Clara et Hannah ouvrent leur blog, au printemps 2011 : l'écureuil du net ! à lire absolument !!!!
Merci à François Bon, qui a accueilli sur Publie.net les Carnets Lointains, et le Manuel anti-onirique.

mercredi 2 juin 2010

Carnet Tokyoïte, liasse 20 (oblique égocentrique)

Il n'y a plus d'heure dans cette nuit, toutes les incisions brèves du temps sont abolies par l'extension démesurée d'un nocturne pluvieux, extension telle qu'en dépit de l'heure tardive, je ne sais plus du tout quelle heure il peut bien être, la foule continue de monter comme une vague transparente sous les déferlements des lumières hystériques auxquelles elle semble devenue indifférente. Elle s'abrite sous de grands parapluies transparents qui pourraient n'être presque rien et qui renvoient les reflets des lumières mais rien ne dit s'ils l'abritent plus de la pluie ou des retombées des lumières qui roulent sur elle. Le vent se lève… un souffle la soulève…

Elle s'avance comme une marée calme et, cela me surprend, elle ne marque aucun signe quand il lui faut s'immobiliser pour laisser passer les flots des voitures, aucun ressac, aucune agitation.

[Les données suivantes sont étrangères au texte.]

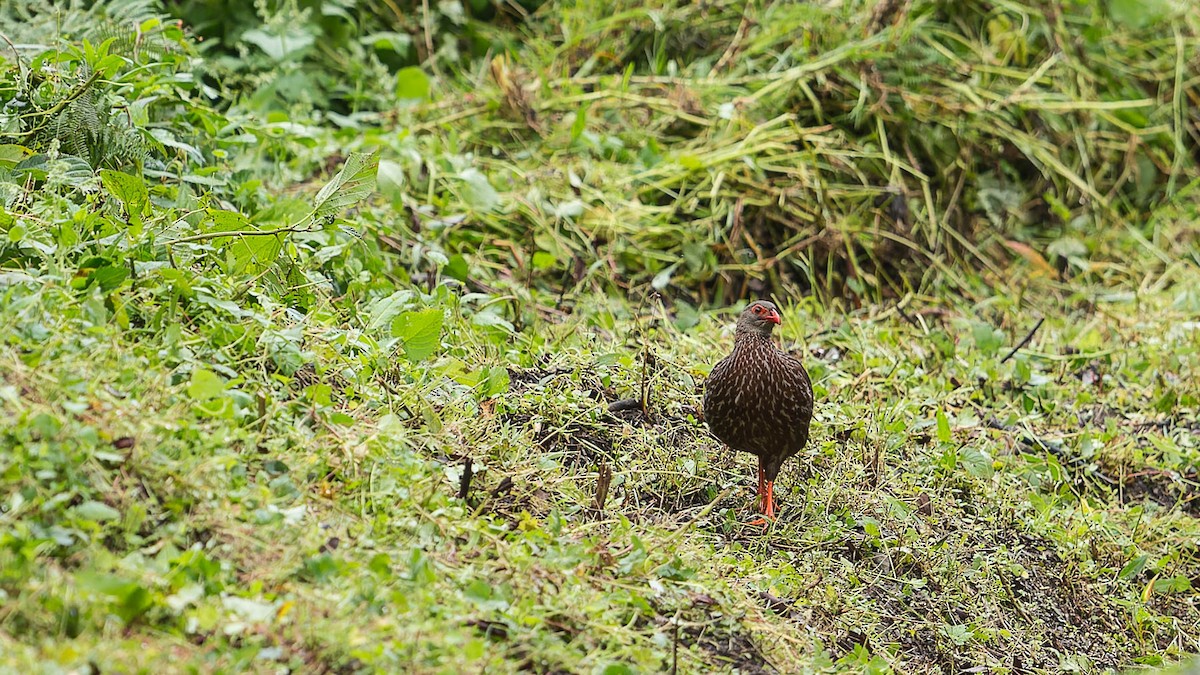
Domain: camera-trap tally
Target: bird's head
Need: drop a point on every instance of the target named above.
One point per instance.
(761, 317)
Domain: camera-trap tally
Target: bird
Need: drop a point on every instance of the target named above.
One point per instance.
(759, 399)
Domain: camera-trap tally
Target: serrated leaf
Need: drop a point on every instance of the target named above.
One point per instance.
(1134, 567)
(478, 192)
(96, 511)
(349, 186)
(253, 254)
(390, 178)
(109, 278)
(412, 84)
(129, 189)
(977, 463)
(943, 426)
(420, 330)
(205, 384)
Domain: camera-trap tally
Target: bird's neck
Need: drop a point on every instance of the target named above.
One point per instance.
(753, 340)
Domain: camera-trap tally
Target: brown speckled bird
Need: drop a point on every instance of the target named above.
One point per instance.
(759, 399)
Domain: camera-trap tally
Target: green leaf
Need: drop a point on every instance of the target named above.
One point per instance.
(279, 46)
(96, 511)
(943, 426)
(478, 192)
(205, 384)
(390, 178)
(353, 184)
(109, 278)
(420, 330)
(412, 85)
(253, 254)
(497, 381)
(988, 339)
(581, 121)
(977, 463)
(130, 190)
(456, 268)
(1134, 567)
(1138, 13)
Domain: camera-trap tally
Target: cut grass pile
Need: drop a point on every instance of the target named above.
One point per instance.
(333, 388)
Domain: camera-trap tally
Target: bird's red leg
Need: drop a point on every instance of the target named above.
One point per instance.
(765, 502)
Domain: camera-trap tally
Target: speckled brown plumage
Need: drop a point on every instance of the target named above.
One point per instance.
(759, 399)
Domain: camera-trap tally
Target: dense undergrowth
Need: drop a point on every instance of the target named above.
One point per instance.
(311, 332)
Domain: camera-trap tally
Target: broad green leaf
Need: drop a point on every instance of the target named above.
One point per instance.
(205, 384)
(943, 426)
(130, 190)
(977, 463)
(253, 254)
(1139, 13)
(353, 184)
(390, 178)
(12, 154)
(96, 511)
(1134, 567)
(491, 318)
(477, 191)
(420, 330)
(456, 268)
(581, 121)
(282, 45)
(412, 85)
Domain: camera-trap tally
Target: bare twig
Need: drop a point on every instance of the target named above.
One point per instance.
(1025, 341)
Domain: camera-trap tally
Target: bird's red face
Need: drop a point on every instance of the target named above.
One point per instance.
(766, 312)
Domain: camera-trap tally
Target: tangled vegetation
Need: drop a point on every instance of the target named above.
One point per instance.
(370, 335)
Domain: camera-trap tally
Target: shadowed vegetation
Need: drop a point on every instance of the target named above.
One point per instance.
(371, 335)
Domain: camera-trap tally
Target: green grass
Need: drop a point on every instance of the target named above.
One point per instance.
(250, 345)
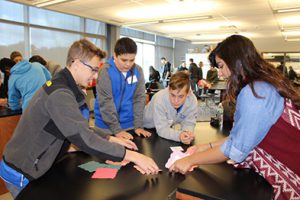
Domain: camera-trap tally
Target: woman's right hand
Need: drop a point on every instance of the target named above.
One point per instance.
(144, 164)
(197, 148)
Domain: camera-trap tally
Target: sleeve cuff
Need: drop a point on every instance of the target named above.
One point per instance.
(231, 152)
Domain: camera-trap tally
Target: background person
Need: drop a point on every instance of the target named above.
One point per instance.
(16, 56)
(25, 79)
(120, 101)
(53, 121)
(173, 106)
(265, 136)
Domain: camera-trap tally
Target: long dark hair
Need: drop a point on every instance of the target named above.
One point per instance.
(247, 66)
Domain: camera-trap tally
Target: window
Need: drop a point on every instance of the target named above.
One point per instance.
(51, 45)
(53, 19)
(11, 11)
(95, 27)
(12, 39)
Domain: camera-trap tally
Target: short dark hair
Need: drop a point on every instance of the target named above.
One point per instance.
(39, 59)
(179, 80)
(6, 63)
(125, 46)
(15, 54)
(85, 50)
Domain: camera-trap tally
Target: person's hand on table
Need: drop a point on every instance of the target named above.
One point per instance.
(198, 148)
(122, 163)
(124, 135)
(143, 164)
(3, 102)
(186, 137)
(182, 166)
(124, 142)
(142, 132)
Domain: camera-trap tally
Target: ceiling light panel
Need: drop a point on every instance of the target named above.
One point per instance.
(165, 10)
(199, 26)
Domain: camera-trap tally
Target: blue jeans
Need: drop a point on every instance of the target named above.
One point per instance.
(14, 190)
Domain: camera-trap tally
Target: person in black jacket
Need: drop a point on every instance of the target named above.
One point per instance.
(194, 75)
(5, 65)
(53, 121)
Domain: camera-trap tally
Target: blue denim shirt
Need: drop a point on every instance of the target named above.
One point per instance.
(253, 119)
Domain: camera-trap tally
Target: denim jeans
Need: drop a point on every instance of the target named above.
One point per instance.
(14, 190)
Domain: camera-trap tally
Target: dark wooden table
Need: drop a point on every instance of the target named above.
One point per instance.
(66, 181)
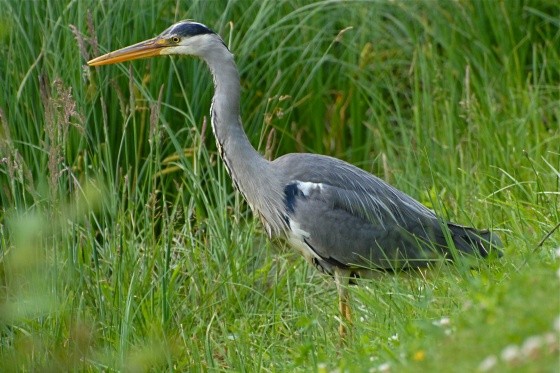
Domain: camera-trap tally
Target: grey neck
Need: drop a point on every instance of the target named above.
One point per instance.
(252, 174)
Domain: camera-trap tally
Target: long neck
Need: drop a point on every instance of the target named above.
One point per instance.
(251, 172)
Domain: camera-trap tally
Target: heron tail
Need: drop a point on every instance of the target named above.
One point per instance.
(470, 240)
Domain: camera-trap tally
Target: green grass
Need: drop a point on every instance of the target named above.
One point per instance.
(124, 247)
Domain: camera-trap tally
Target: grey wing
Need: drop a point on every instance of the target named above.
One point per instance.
(352, 228)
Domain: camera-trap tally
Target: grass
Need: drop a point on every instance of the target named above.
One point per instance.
(124, 247)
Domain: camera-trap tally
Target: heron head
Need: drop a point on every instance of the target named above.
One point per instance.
(184, 37)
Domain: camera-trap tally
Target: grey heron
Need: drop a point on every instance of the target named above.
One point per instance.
(345, 221)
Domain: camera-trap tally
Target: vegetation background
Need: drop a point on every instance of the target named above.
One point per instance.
(124, 247)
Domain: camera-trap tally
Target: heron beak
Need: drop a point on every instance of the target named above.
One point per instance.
(147, 48)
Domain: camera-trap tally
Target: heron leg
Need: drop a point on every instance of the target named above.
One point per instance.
(342, 280)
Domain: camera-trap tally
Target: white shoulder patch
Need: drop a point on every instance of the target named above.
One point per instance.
(307, 187)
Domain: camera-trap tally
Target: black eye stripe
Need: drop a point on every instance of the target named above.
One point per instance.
(190, 29)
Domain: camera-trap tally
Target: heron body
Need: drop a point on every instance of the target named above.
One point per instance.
(345, 221)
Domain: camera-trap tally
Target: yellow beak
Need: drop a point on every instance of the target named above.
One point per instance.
(147, 48)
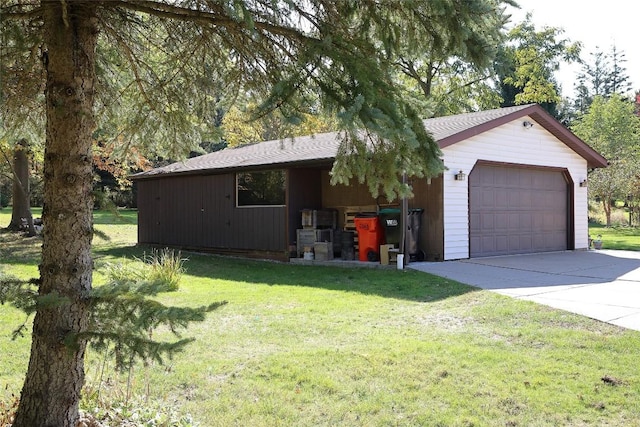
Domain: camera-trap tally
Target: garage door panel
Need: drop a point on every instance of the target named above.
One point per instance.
(517, 210)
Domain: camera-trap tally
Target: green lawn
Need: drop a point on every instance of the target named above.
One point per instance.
(313, 346)
(618, 237)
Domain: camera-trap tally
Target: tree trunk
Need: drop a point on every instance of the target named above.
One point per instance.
(606, 204)
(21, 204)
(55, 375)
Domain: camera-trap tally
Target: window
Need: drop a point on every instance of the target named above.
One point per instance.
(260, 188)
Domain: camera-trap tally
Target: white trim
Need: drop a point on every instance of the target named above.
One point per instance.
(509, 143)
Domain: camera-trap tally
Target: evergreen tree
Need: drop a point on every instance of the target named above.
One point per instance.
(603, 76)
(79, 51)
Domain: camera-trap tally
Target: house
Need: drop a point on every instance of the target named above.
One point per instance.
(516, 182)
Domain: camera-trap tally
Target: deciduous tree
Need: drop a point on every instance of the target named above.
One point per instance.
(527, 62)
(611, 127)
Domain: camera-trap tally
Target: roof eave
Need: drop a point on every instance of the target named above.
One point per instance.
(537, 113)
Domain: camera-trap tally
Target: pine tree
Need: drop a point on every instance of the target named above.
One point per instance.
(135, 63)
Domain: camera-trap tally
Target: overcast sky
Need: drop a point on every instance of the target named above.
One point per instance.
(595, 24)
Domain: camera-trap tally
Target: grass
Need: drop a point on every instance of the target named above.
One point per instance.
(313, 346)
(616, 237)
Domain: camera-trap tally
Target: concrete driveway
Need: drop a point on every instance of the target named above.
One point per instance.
(603, 285)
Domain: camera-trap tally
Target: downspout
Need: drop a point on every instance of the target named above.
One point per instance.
(403, 223)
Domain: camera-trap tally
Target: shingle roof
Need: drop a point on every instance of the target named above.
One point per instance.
(323, 147)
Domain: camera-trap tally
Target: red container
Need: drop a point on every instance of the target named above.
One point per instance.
(370, 236)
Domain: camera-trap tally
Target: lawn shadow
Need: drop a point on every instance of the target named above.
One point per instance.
(388, 283)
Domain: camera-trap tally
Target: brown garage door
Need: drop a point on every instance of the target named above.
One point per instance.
(516, 210)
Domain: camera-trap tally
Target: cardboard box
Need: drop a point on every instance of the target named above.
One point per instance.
(384, 253)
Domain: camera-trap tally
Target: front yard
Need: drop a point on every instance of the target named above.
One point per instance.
(309, 346)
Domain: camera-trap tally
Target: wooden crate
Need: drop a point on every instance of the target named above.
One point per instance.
(307, 238)
(325, 218)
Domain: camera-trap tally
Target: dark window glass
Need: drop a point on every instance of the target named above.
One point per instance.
(261, 188)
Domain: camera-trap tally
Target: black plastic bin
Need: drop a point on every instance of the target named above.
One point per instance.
(414, 222)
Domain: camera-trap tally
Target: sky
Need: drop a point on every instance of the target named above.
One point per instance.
(595, 24)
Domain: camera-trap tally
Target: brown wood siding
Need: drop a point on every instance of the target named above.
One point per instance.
(200, 212)
(430, 198)
(305, 192)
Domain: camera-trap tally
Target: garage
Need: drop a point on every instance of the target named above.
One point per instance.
(515, 209)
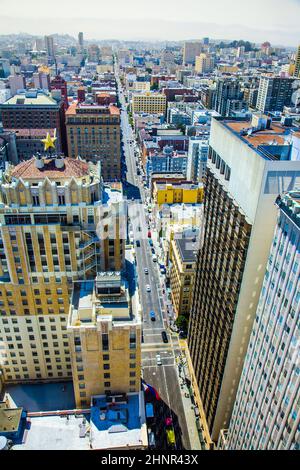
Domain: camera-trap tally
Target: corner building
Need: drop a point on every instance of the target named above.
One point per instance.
(249, 164)
(266, 413)
(93, 132)
(49, 211)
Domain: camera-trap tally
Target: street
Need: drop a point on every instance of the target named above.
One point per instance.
(163, 377)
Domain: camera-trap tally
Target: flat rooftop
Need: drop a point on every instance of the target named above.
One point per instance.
(44, 396)
(108, 424)
(276, 135)
(29, 99)
(9, 418)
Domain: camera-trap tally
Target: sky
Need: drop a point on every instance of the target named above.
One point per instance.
(277, 21)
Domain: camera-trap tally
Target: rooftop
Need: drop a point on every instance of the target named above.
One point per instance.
(188, 248)
(72, 167)
(36, 98)
(276, 135)
(75, 108)
(177, 185)
(38, 133)
(9, 418)
(117, 422)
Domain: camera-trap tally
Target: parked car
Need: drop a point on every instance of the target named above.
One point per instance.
(152, 315)
(164, 337)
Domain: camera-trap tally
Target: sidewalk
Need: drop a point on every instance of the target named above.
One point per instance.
(189, 411)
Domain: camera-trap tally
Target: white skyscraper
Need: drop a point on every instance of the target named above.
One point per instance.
(266, 413)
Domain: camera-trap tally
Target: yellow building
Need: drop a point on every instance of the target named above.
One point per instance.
(104, 331)
(182, 256)
(93, 132)
(151, 103)
(177, 193)
(297, 63)
(228, 68)
(49, 212)
(141, 86)
(204, 63)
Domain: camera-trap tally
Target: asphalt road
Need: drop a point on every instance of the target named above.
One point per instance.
(163, 377)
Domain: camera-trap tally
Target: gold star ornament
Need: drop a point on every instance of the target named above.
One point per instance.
(49, 142)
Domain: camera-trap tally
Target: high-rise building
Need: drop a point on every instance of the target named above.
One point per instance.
(182, 256)
(190, 51)
(227, 89)
(151, 103)
(35, 110)
(50, 212)
(49, 45)
(59, 83)
(297, 68)
(240, 217)
(41, 80)
(4, 68)
(104, 330)
(274, 93)
(93, 132)
(266, 413)
(80, 40)
(197, 159)
(16, 82)
(204, 63)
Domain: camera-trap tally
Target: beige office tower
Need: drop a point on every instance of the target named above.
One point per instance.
(93, 132)
(104, 330)
(190, 51)
(49, 211)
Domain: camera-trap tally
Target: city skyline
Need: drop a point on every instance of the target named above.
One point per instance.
(274, 24)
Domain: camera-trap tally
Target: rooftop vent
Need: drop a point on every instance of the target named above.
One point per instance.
(39, 161)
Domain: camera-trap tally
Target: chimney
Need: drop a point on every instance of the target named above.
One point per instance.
(59, 162)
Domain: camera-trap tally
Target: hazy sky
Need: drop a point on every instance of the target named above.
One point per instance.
(257, 20)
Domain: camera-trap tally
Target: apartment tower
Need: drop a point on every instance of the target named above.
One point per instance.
(49, 211)
(245, 173)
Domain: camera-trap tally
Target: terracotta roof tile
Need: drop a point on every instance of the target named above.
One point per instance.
(72, 167)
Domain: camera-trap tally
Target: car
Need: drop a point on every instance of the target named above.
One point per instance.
(152, 315)
(164, 337)
(151, 439)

À chaque carrefour, elle s'arrête un moment, indifférente à la pluie, les forces se stabilisent, s'immobilisent, jusqu'au point parfait de l'attente, puis lentement, d'un commun accord, qui, tout le temps que durera mon attente, restera parfaitement tacite, jusqu'à ce que la vague ainsi formée reprenne son avancée. Parfois, une silhouette se détache, prend une rue transversale, part en oblique … et disparaît dans un nocturne tokyoïte dont pour ma part je ne connais rien.

Je me contente un moment de ne pas bouger, de rester derrière une vitre, pour regarder l'alternance se faire — immobilisation, immobilité, et de nouveau mouvement puis mouvement arrêté, suspendu dans l'attente, un bref instant, et les choses qui reprennent leur cours, et les individualités qui se détachent sur la toile de fond du monde et prennent la tangente.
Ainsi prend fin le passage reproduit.